Pasadena Library, USGS
‘It was observed, by Dr. Macbride of Pineville, (S.C.) that the earthquake terrified the inhabitants exceedingly. It was accompanied by several appearances that countenances the theory of this phenomenon, which brings in the agency of the electric fluid. 1. The unfrequency or absence of thunder storms; that is, they were much less frequent this year than usual, especially in the autumn. 2. Immediately before the earthquake, a red appearance of the clouds, which had much darkened the water for twenty-four hours immediately before the shock; and 3. The loudness of the thunder, and the number of the peals within twenty-four hours after the first shock, and but a few hours before the last, which was felt before he wrote. Such thunder was very unusual at that season.’
‘The town of St. Louis, in Louisiana, experienced a full proportion of the commotion. Mr. Riddick, being at St. Louis, near the Mississippi, observed to me, that the shocks were preceded by a remarkable calm. The atmosphere was of a dingy and lurid aspect, and gleams and flashes of light were frequently visible around the horizon, in different directions, generally ascending from the earth. Sometimes sounds were heard, like wind rustling thorugh the trees, but not resembling thunder.
The first earthquake was felt aobut a quarter of an hour after two in the morning of the 16th. It roused persons from their sleep, by the clatter of windows, doors, and furniture, in tremulous motion. There was a rumbling distant noise, resembling a number of carriages passing over a pavement. In a few seconds the motions and noises had considerably increased. The sky was obscurred by a thick and hazy fog, without a breath of wind. The weather was moderate, with the mercury about eight degrees above the freezing point. At forty-seven minutes after two, a second shock was felt. At thirty-four minutes after three, a third came; which was as tremulous as the first, but not followed by so much noise. A little after daylight, there was a fourth; at eight, a fifth; and at half past eleven, a sixth; several persons felt, or imagined, others. They were of different lengths, from two minutes to a few seconds. No lives were lost; some chimnies were thrown down; and a few stone houses split. The morning was observed to be very hazy, and unusually warm for the season. The houses and fences seemed to be covered with a white frost; but on examination, this appearance was illusive. A vapour hovered over every thing, and shrouded the morning in awful gloom.’

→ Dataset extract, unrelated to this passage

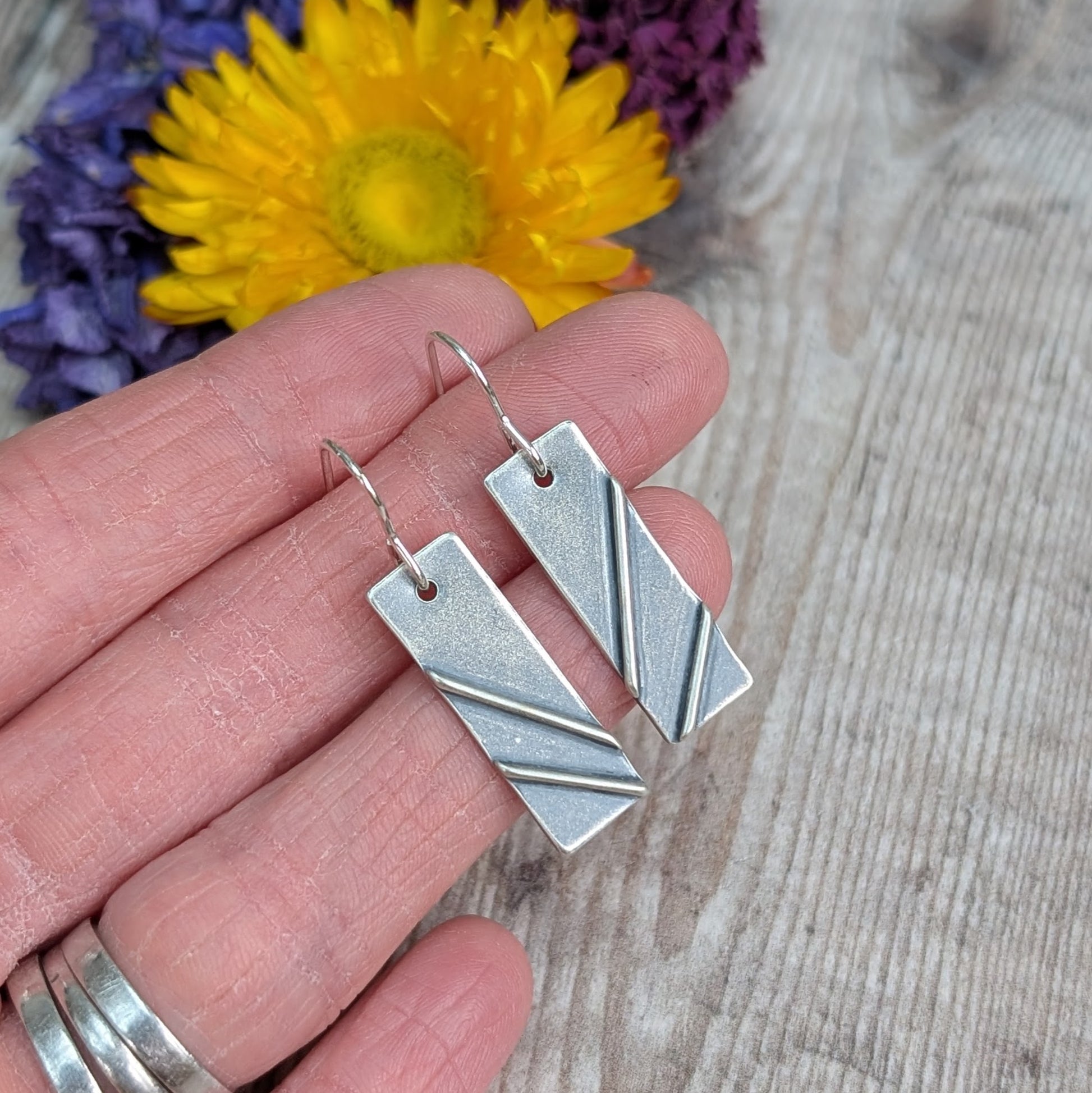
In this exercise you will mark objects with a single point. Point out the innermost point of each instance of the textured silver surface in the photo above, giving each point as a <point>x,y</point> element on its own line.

ACCOUNTS OF THE NEW MADRID EARTHQUAKE
THE LOUISIANA GAZETTE AND DAILY
ADVERTISER (NEW ORLEANS)
December 21, 1811, Saturday
No mail north of Natchez yesterday. Letters from that city state that a small earthquake had been felt there some days ago. From the principles of earthquakes we are surprised it was not felt here. Earthquakes have generally been felt in southern mountainous countries; sometimes located to a small portion of country sometimes more extended. Different nations, near the Adriatic and Mediterranean, have felt the shock of an earthquake at the same moment.
The Comet has been passing to the westward since it passed its perihelion – perhaps it has touched the mountain of California, that has given a small shake to this side of the globe – or the skake which the Natchezians have felt may be a mysterious visitation from the Author of all nature, on them for their sins – wickedness and the want of good faith have long prevailed in that territory.Sodom and Gomorrha would have been saved had three frighteous persons been found in it – we therefore hope that Natchez has been saved on the same principle.